МОИ ПРИКЛЮЧЕНИЯ НА БЕРЕГУ

  

ГЛАВА XIII

Мои приключения начинаются

   Вид на остров был совсем другой, когда я на следующее утро вышел на палубу. Хотя ветер почти стих, мы все же продвинулись за ночь на значительное расстояние и легли теперь в дрейф в полумиле от восточного берега острова. Большая часть его поверхности была покрыта темным лесом, сероватый колорит которого прерывался временами полосами желтого песка или высокими соснами, стоявшими поодиночке или группами и поднимавшимися выше остального леса. Но общий тон красок был однообразный и мрачный. Холмы обнаженными утесами возвышались над лесом и отличались странной и оригинальной формой. "Подзорная труба" был выше других на триста или четыреста футов и имел особенно своеобразную форму, круто обрываясь почти со всех сторон; вершина его была срезана и походила на пьедестал для какой-нибудь статуи.
   Солнце ярко сияло на небе, береговые птицы ныряли в воде и перекликались на разные голоса. Но, несмотря на веселую погоду, несмотря на то, что я скоро мог сойти на землю после такого долгого плавания, на сердце у меня было тяжело, и я с первого взгляда возненавидел саму мысль об Острове Сокровищ. Может быть, причиной этого был мрачный вид острова с его темным меланхоличным лесом, дикими каменистыми утесами и морским прибоем, который пенился и бурлил у берегов. Всему экипажу предстояла тяжелая работа, так как ветер стих и пришлось на шлюпках тянуть шхуну на протяжении трех или четырех миль, чтобы обогнуть остров и по узкому проходу добраться до гавани позади Острова Скелета. Я по собственному желанию сел в одну из шлюпок, не исполняя в ней никаких обязанностей. Жара была невыносимая, и матросы ворчали и бранились, проклиная свою тяжелую работу. Андерсон, командовавший в лодке, где я сидел, бранился больше других, вместо того, чтобы поддерживать среди матросов дисциплину.

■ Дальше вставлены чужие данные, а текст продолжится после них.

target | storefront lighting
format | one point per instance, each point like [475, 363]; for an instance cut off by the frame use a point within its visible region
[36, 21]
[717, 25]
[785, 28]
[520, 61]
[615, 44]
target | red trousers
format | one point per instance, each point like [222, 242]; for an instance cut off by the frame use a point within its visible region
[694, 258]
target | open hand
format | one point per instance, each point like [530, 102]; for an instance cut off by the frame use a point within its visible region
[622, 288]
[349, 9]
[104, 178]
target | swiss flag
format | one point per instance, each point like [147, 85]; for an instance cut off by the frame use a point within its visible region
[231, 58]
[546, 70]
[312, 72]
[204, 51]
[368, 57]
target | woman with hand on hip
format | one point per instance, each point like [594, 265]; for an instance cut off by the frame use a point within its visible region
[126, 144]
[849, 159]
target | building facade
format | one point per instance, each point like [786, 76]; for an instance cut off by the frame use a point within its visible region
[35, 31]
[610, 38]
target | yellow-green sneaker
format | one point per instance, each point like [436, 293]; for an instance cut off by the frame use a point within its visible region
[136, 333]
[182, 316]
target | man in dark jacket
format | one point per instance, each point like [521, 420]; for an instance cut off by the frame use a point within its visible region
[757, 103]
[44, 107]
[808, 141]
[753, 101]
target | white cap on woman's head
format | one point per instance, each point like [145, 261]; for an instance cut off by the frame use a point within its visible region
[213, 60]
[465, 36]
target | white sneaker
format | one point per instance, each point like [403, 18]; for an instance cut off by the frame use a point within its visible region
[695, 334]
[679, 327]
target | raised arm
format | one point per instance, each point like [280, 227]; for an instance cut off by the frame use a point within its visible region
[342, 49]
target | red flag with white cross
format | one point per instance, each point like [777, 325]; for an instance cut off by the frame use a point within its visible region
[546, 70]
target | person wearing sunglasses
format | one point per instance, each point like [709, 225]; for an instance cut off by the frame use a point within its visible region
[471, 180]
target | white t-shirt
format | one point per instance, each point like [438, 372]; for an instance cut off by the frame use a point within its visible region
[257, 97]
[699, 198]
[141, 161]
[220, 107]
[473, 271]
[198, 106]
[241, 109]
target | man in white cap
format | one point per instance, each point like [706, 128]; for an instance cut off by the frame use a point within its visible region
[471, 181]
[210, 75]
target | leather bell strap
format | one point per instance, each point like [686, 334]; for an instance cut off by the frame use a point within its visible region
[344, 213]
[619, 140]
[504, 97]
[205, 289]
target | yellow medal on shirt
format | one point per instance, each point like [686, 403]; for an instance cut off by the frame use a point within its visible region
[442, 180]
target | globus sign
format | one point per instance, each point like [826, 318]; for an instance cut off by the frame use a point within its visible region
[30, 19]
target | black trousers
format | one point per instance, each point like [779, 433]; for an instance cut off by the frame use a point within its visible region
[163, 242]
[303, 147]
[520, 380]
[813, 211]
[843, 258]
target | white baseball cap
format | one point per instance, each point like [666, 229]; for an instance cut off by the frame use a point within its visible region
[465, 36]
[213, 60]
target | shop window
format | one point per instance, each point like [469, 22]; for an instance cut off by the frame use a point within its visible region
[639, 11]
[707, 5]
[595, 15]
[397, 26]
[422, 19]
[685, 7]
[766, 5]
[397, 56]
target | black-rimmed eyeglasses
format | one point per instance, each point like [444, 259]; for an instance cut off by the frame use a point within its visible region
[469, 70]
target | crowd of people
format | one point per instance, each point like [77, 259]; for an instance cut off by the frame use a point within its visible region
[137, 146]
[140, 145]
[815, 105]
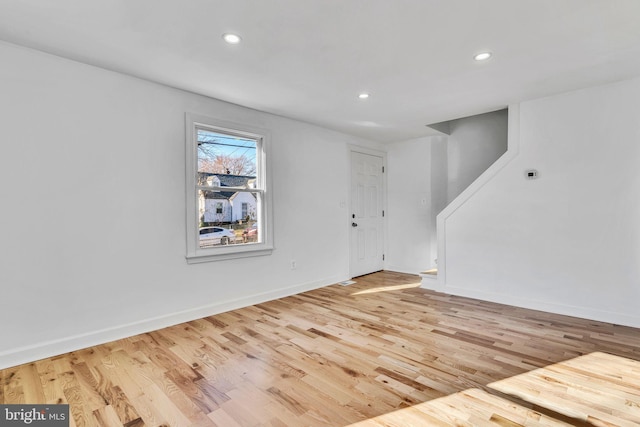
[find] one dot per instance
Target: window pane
(224, 154)
(228, 218)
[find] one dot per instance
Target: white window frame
(195, 254)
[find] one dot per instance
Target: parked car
(210, 236)
(250, 234)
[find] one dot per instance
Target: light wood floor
(381, 352)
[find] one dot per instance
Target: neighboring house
(227, 206)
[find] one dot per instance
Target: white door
(366, 214)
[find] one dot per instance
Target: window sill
(222, 254)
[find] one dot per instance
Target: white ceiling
(309, 59)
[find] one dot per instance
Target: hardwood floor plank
(380, 352)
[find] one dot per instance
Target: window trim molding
(195, 254)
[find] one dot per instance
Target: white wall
(92, 237)
(568, 242)
(473, 145)
(425, 174)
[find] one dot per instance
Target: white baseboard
(46, 349)
(549, 307)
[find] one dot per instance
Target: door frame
(352, 148)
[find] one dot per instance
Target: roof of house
(226, 180)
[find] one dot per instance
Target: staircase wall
(569, 241)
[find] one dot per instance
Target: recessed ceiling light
(231, 38)
(483, 56)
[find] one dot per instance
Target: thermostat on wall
(531, 174)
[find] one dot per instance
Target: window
(228, 197)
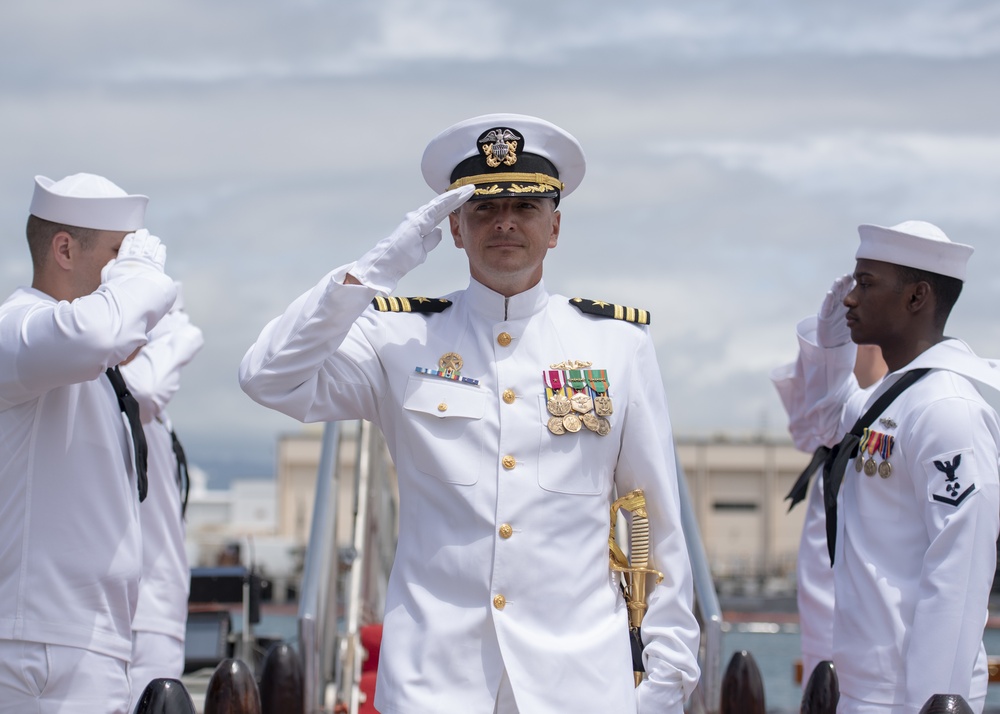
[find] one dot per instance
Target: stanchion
(946, 704)
(165, 696)
(232, 690)
(742, 686)
(281, 683)
(822, 692)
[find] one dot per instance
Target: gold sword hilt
(635, 567)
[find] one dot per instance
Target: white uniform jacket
(916, 550)
(153, 378)
(69, 529)
(468, 596)
(814, 575)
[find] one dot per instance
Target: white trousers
(505, 697)
(51, 679)
(154, 656)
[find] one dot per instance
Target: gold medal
(571, 422)
(450, 362)
(582, 403)
(559, 405)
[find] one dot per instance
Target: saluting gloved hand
(139, 252)
(831, 320)
(408, 246)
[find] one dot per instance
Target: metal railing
(358, 571)
(707, 695)
(317, 621)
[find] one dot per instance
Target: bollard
(165, 696)
(281, 684)
(232, 690)
(822, 692)
(742, 686)
(946, 704)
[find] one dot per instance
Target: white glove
(139, 252)
(408, 246)
(831, 320)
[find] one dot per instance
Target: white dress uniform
(502, 559)
(158, 627)
(915, 550)
(814, 574)
(69, 531)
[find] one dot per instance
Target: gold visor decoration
(535, 178)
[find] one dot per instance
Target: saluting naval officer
(514, 416)
(71, 471)
(159, 625)
(813, 574)
(912, 497)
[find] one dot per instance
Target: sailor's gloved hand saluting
(140, 251)
(831, 320)
(407, 247)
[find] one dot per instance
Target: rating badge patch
(949, 482)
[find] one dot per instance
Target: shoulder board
(607, 309)
(416, 304)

   - Ну, да ладно,- сказал он, наконец, прибавив ругательство,- не век же будет так продолжаться! Будет и на нашей улице праздник!

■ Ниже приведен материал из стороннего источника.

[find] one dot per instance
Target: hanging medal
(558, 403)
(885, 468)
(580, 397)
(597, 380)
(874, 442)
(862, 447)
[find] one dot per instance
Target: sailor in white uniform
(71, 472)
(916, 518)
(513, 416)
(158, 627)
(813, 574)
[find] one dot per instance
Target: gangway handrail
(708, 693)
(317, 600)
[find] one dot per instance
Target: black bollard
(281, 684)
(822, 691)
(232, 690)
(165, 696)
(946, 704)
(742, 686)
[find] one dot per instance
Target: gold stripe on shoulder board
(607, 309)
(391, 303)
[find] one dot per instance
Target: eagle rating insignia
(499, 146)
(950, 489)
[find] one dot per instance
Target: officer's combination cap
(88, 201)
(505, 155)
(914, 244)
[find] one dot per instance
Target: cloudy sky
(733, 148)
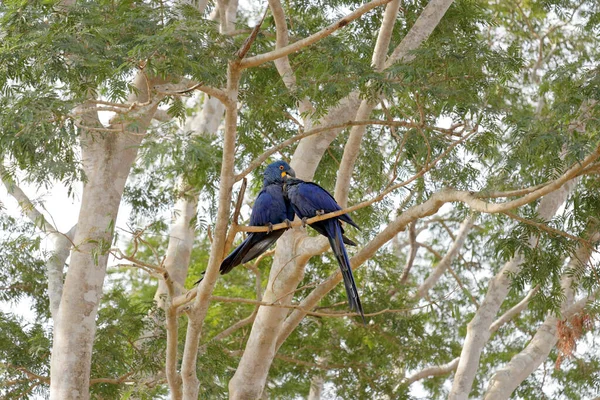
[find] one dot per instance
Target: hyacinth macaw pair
(282, 196)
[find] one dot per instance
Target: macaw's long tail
(336, 240)
(254, 245)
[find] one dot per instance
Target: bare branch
(515, 310)
(241, 53)
(445, 263)
(412, 239)
(421, 30)
(299, 45)
(438, 370)
(171, 89)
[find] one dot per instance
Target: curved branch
(299, 45)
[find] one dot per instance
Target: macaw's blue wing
(308, 199)
(270, 208)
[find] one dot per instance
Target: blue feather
(308, 199)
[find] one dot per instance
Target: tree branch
(430, 18)
(294, 47)
(445, 263)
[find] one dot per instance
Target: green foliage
(480, 69)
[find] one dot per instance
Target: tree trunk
(107, 160)
(478, 330)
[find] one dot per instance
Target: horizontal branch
(184, 87)
(438, 370)
(294, 47)
(308, 312)
(296, 138)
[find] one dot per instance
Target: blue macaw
(309, 200)
(271, 207)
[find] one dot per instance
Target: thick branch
(299, 45)
(514, 311)
(438, 370)
(445, 263)
(430, 17)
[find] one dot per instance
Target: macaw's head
(277, 172)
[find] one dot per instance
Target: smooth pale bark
(316, 387)
(199, 309)
(445, 263)
(507, 379)
(424, 26)
(478, 329)
(182, 234)
(286, 272)
(107, 160)
(249, 379)
(61, 242)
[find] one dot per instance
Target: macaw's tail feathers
(254, 245)
(321, 227)
(336, 240)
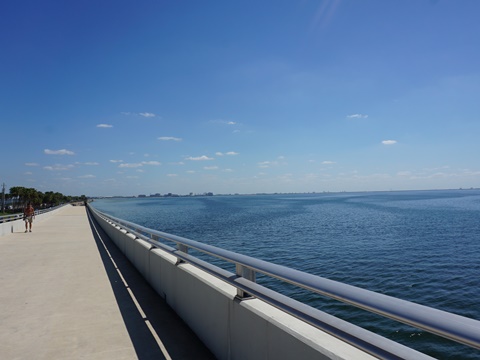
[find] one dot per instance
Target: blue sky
(120, 97)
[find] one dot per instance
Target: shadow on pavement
(177, 338)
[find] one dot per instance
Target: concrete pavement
(66, 292)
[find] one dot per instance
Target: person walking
(28, 215)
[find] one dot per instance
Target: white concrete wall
(230, 328)
(19, 225)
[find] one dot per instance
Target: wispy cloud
(147, 114)
(169, 138)
(140, 164)
(130, 165)
(58, 167)
(357, 116)
(267, 164)
(88, 176)
(230, 153)
(87, 163)
(58, 152)
(199, 158)
(389, 142)
(223, 122)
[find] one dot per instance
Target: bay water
(420, 246)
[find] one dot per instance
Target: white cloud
(357, 116)
(389, 142)
(267, 164)
(58, 167)
(147, 114)
(199, 158)
(130, 165)
(230, 153)
(58, 152)
(169, 138)
(224, 122)
(87, 163)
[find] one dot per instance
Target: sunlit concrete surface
(67, 293)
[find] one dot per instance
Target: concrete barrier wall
(229, 327)
(19, 225)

   Я принял эти слова за плохой знак, так как до сих пор матросы всегда охотно и бодро исполняли свои обязанности. По-видимому, сам вид острова ослабил дисциплину среди команды.
   Во время всего этого пути Долговязый Джон стоял около рулевого и руководил его движениями. Этот узкий проход, по которому надо было вести судно, он знал как свои пять пальцев; и хотя человек, исследовавший глубину моря лотом, находил везде большую глубину, чем было показано на карте, Джон ничуть не смущался этим.

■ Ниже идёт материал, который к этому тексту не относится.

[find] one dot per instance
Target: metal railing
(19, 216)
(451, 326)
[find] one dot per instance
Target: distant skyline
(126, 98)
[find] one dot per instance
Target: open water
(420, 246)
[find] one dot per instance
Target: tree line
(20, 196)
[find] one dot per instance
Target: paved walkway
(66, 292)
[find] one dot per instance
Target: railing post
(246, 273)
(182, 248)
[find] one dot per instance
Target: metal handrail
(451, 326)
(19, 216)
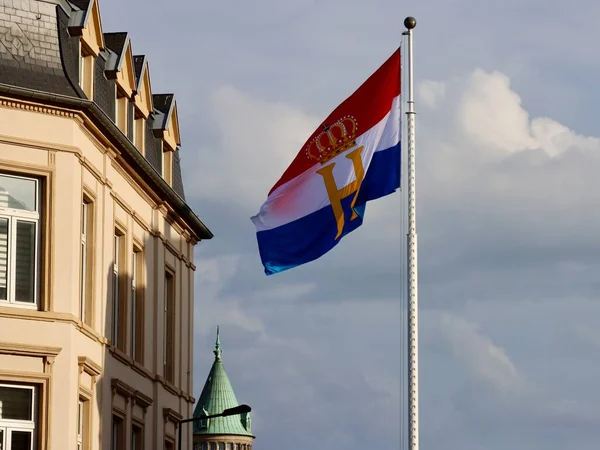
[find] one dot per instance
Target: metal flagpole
(413, 300)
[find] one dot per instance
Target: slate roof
(217, 396)
(40, 63)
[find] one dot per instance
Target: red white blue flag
(353, 157)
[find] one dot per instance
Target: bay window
(17, 417)
(20, 212)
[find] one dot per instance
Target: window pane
(15, 403)
(3, 259)
(20, 440)
(17, 193)
(25, 267)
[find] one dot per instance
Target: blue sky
(508, 155)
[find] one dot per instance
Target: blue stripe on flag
(311, 236)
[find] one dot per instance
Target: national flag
(352, 157)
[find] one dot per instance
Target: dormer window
(167, 165)
(119, 66)
(166, 127)
(86, 24)
(142, 102)
(121, 107)
(86, 71)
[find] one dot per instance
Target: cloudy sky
(508, 156)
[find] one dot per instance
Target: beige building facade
(96, 239)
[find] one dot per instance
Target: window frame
(86, 276)
(137, 304)
(139, 427)
(30, 426)
(169, 320)
(13, 216)
(119, 291)
(117, 442)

   - Этот узкий проход - дело морского прилива! - сказал Джон.- Он вырыл его точно лопатами!
   Мы остановились как раз на том месте, где на карте стоял якорь, на расстоянии приблизительно трети мили от главного острова и от Острова Скелета. Дно состояло из чистого песка. Шум от падения якоря вспугнул целые тучи птиц, которые с криком закружились над лесом. Но через минуту или даже меньше они снова опустились на деревья, и опять все затихло кругом. Маленький рейд, на котором мы стояли, был со всех сторон окружен лесом, и деревья спускались к самой воде. Само прибрежье было низкое, а дальше поднимались амфитеатром вершины холмов. Две крошечные речки, или лучше сказать - два ручейка впадали в это небольшое пространство воды, которое можно было бы назвать прудом, и около которого растительность имела особенно яркий цвет. С корабля не видно было хижины и частокола, скрывавшихся среди деревьев, и если бы у нас не было в руках карты, мы могли бы подумать, что еще никто не бросал якоря около этого острова с тех пор, как он показался на поверхности моря. Кругом была мертвая тишина: ни дуновения ветерка, ни звука не слышно было в этом тихом, точно притаившемся уголке, и только на расстоянии полумили бурлил морской прибой, разбиваясь о скалистый берег. Воздух был какой-то застоявшийся; пахло лежалыми листьями и сгнившими стволами деревьев. Я заметил, что доктор втянул в себя воздух и поморщился, как от запаха гнилого яйца.
   - Не знаю, есть ли тут клад,- сказал он,- но поручусь чем угодно, что здесь наверняка есть лихорадка!
   Настроение матросов, уже тревожное на лодках, приняло прямо угрожающий характер, когда они снова очутились на корабле. Они разгуливали по палубе, собираясь в кучки и разговаривая. Самое невинное приказание встречалось мрачными взорами и исполнялось нехотя и небрежно. Даже мирные матросы точно заразились общим враждебным настроением. Было ясно, что бунт висел над нами, точно грозовая туча.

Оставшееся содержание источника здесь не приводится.